Developing effective marketing communications is difficult and complicated. However, before any communications plans can be developed, it is vital to invest time in getting the objective for any communication activity right from the outset. I would argue that is actually the most important part of the communication strategy. There are many more permutations of media, content and touch-points than ever before. This means the process of planning all this multi-channel, often multimarket communication can get very complicated. But by having a clear objective and the right kind of objective, it is possible to keep things as simple as possible.
The objective must also be rooted in the commercial requirements of the business. It is important to remember that marketing communication is not the sole solution for all commercial goals. It is surprising how often communication is posed as an answer to any business problem. There are things that communication can do and things that it can’t do. Communication is obviously good at creating awareness, imparting information, creating a brand image and creating desire for products. But it can’t replace the effect of good product innovation or an effective distribution strategy or good stores. Therefore marketing communication must sit alongside all other business tools aimed at delivering commercial success.
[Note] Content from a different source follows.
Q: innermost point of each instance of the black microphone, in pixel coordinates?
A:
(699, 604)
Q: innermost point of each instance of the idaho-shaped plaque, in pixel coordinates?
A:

Marketing communications includes all channels and media used to engage target audiences, from PR to advertising, sales promotions to packaging design. In the past whilst communication activities may have had individual strategies, they rarely had strategies that ‘touched’ each other. Different channels were used to do different jobs and as long as the jobs got done, then that was fine. More recently, several new factors have emerged to challenge this way of working and as a result it is important that you question your assumptions about the media world to ensure that it reflects a landscape that is changing in some fast and fundamental ways. It will also help inform your decision on which marketing communications channels to use for your business.
– Don’t assume you only need paid for media
– Don’t assume that mass coverage is necessary
– Don’t assume communications is one-way
– Because there are lots of available media doesn’t mean you have to use them
Selectivity of media becomes even more important as there has been an explosion of different media available. You only need the channels that will deliver your objective. Sometimes dominating a single channel can be very effective or even choosing a specific positioning within one.
Nowadays it is more difficult to communicate with consumers and to make matters worse, communication budgets have never been under greater pressure. Broadly speaking this demands a holistic approach to planning how a brand can engage its audience. You must also consider how the creative content and the media work together. Where previously individual channel activity was planned separately, it should now be planned together. Where previously communication meant just above and below the line, you must now conceive it as the entirety of touch-points between a brand and the consumer.
It is also important to make sure each channel has a clear role to play and fits with the other media that are used – they must work together. You are aiming for the whole to be greater than the sum of the parts. Each channel should have a specific role to play in achieving the overall objective and each one should work harder because of the presence of the others. This is often called the multiplier effect. The channels used will reflect what we’re trying to achieve and the customer’s journey to purchase. This produces a series of ‘touch-points’ with customers, i.e. every opportunity where our brand comes into contact with a customer.
One of the benefits of following your target audience on their journey to purchase is a more efficient and impactful marketing spend which will enable you to surround your target customer at multiple touch-points throughout their journey to purchase with one consistent message and a strong call to action.